Threaded Mode | Linear Mode

Paul Dale · 12-14-2020, 05:16 AM

(12-13-2020 06:41 PM)Albert Chan Wrote: It would be nice if Free42 exposed FMA(a,b,c) to the user ...

An alternative to FMA is an accurate cross product: ab - cd (or equally ab + cd). This can be used for a number of things including FMA.

Pauli

Werner · (This post was last modified: 12-14-2020 07:59 AM by Werner.)

(corrected)
using floor(q) now, and the 'correct or not' approach:
(replace all NOPs with LBL 00 on a real 42S, or the DM42 for the time being)

Code:

 { 45-Byte Prgm } @     X       Y       Z       T

 LBL "DIV" @            b       a

 RCL ST Y

 RCL ST Y

 /

 IP @                  q        b       a       a

 LASTX

 X<Y?

 DSE ST Y

 NOP @                        floor(q)  b       a

 R^

 STO ST Y @            a        a       q       b

 R^

 MOD @          b      a%b      a       q       q

 ISG ST L @     c

 NOP

 X<>Y

 LASTX @                c       a       a%b     q 

 MOD

 STO- ST Y @    c       a%c     a'      q       q

 X<> ST T @     c       q       a'      q

 LASTX @                c       q       a'      q

 MOD @          c       b'      a'      q       q

 X#Y?

 RCL- ST L

 X#Y?

 DSE ST T

 NOP

 R^

 END

Cheers, Werner

Werner · 12-14-2020, 07:01 AM

(12-14-2020 05:16 AM)Paul Dale Wrote: An alternative to FMA is an accurate cross product: ab - cd (or equally ab + cd). This can be used for a number of things including FMA.

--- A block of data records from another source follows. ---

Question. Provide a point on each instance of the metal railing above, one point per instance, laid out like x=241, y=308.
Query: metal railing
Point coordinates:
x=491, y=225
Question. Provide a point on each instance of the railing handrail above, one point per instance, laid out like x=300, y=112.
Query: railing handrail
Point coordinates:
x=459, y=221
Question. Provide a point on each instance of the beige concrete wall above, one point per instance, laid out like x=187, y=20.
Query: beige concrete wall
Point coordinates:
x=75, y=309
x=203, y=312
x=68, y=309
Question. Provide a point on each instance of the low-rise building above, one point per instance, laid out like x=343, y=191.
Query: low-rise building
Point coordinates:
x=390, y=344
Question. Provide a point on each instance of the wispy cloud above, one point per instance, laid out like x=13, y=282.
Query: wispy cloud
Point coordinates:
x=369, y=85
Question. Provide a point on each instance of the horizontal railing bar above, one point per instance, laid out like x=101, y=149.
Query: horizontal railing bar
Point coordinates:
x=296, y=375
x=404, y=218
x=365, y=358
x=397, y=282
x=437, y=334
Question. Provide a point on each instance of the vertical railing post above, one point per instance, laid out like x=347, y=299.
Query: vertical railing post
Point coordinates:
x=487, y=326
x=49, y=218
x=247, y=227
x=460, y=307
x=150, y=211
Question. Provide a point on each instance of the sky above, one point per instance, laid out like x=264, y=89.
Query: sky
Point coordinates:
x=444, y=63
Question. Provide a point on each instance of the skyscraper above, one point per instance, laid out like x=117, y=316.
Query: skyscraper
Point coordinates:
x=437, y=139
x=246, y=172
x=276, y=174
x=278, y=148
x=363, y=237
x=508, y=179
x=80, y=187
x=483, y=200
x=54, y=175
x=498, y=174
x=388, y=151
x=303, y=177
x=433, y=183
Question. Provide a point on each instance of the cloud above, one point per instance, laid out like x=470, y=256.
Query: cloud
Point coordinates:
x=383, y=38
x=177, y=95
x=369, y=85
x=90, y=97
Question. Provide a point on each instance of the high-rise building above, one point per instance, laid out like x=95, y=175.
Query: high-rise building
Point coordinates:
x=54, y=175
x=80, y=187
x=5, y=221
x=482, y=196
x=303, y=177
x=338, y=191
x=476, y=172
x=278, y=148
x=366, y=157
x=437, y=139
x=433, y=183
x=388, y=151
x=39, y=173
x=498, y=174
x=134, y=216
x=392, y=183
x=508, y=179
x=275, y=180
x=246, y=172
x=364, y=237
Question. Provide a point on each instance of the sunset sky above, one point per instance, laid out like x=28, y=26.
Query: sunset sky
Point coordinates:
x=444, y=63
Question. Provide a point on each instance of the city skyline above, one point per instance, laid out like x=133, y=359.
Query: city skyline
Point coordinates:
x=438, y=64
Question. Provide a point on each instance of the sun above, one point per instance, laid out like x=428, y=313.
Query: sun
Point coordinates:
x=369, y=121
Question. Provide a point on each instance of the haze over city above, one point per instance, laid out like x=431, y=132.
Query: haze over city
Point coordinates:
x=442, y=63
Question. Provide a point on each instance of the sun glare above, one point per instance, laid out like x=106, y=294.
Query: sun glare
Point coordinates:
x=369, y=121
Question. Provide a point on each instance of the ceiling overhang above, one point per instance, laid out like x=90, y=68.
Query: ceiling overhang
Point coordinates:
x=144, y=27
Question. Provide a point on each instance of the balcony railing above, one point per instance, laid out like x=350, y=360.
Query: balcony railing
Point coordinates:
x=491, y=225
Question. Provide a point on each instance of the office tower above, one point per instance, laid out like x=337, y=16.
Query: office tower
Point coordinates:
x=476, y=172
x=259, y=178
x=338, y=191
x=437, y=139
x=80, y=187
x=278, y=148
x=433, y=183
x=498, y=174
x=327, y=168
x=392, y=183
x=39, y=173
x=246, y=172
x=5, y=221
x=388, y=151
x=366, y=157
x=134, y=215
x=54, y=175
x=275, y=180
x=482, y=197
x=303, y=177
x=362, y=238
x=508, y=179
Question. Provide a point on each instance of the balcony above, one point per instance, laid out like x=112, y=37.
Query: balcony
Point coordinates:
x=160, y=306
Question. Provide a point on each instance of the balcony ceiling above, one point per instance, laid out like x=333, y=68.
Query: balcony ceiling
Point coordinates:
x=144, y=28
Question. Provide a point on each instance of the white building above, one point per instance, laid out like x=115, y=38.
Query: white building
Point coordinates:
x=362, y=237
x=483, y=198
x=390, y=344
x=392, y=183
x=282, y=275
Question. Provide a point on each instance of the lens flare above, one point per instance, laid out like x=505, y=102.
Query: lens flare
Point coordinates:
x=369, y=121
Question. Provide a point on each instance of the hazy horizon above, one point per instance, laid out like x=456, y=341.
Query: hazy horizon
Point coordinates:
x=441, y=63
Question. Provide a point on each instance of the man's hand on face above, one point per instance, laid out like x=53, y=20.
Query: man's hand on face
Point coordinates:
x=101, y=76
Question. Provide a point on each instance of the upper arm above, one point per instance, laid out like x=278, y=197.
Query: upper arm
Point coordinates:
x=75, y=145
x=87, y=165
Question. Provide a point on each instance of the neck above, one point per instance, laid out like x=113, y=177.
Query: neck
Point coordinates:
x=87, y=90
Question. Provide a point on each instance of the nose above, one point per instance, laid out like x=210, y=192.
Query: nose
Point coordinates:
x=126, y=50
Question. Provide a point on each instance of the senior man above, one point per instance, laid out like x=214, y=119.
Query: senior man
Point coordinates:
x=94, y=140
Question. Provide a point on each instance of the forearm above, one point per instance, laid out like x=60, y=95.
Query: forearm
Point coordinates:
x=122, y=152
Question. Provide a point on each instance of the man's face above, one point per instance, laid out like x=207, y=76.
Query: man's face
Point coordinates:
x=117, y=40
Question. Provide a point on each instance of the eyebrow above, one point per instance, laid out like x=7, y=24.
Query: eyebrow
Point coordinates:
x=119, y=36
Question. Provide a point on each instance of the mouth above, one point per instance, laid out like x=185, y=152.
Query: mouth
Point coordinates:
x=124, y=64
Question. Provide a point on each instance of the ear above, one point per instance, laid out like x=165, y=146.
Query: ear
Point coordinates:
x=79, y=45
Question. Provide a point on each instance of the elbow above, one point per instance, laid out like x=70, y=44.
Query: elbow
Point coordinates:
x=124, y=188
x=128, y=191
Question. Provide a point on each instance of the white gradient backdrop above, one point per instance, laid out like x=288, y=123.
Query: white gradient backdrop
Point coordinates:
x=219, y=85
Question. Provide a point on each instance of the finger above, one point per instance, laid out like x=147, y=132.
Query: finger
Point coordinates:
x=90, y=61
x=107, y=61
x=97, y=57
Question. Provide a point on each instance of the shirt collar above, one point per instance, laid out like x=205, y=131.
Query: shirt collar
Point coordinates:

Yes, but an FMA is built into the Intel library, and extended precision is not..
Werner

Albert Chan · (This post was last modified: 12-14-2020 08:08 AM by Albert Chan.)

(12-14-2020 06:59 AM)Werner Wrote: using floor(q) now, and the 'correct or not' approach:

I started with q = floor(a/b), then correct, but it is not necessary.
You can use round(a/b), ceil(a/b), IP(a/b), ... it does not matter.

The correction, r is still limited to 0, -1

Example, say we use ceil(a/b) for initial q

a/b = 10 - ε → q = 10 → r = -1
a/b = 10 +ε → q = 11 → r = -1

What if a/b = 10 ± ε, because of round-to-nearest, get rounded to exactly 10 ?
It is OK. For interger, round/ceil/floor/IP does nothing to it.

Since edge case work, so is the rest ...

Werner · 12-14-2020, 09:10 AM

That simplifies things:

Code:

 { 37-Byte Prgm } @     X       Y       Z       T

 LBL "DIV" @            b       a

 RCL ST Y

 RCL ST Y

 /

 IP @                  q        b       a       a

 Rv

 MOD @          b      a%b      a       q       q

 ISG ST L @     c

 NOP

 X<>Y

 LASTX @                c       a       a%b     q 

 MOD

 STO- ST Y @    c       a%c     a'      q       q

 X<> ST T @     c       q       a'      q

 LASTX @                c       q       a'      q

 MOD @          c       b'      a'      q       q

 X#Y?

 RCL- ST L

 X#Y?

 DSE ST T

 NOP

 R^

 END

Werner

Werner · 12-14-2020, 10:10 AM

(12-13-2020 06:41 PM)Albert Chan Wrote: Bonus: it removed the integer arguments requirement.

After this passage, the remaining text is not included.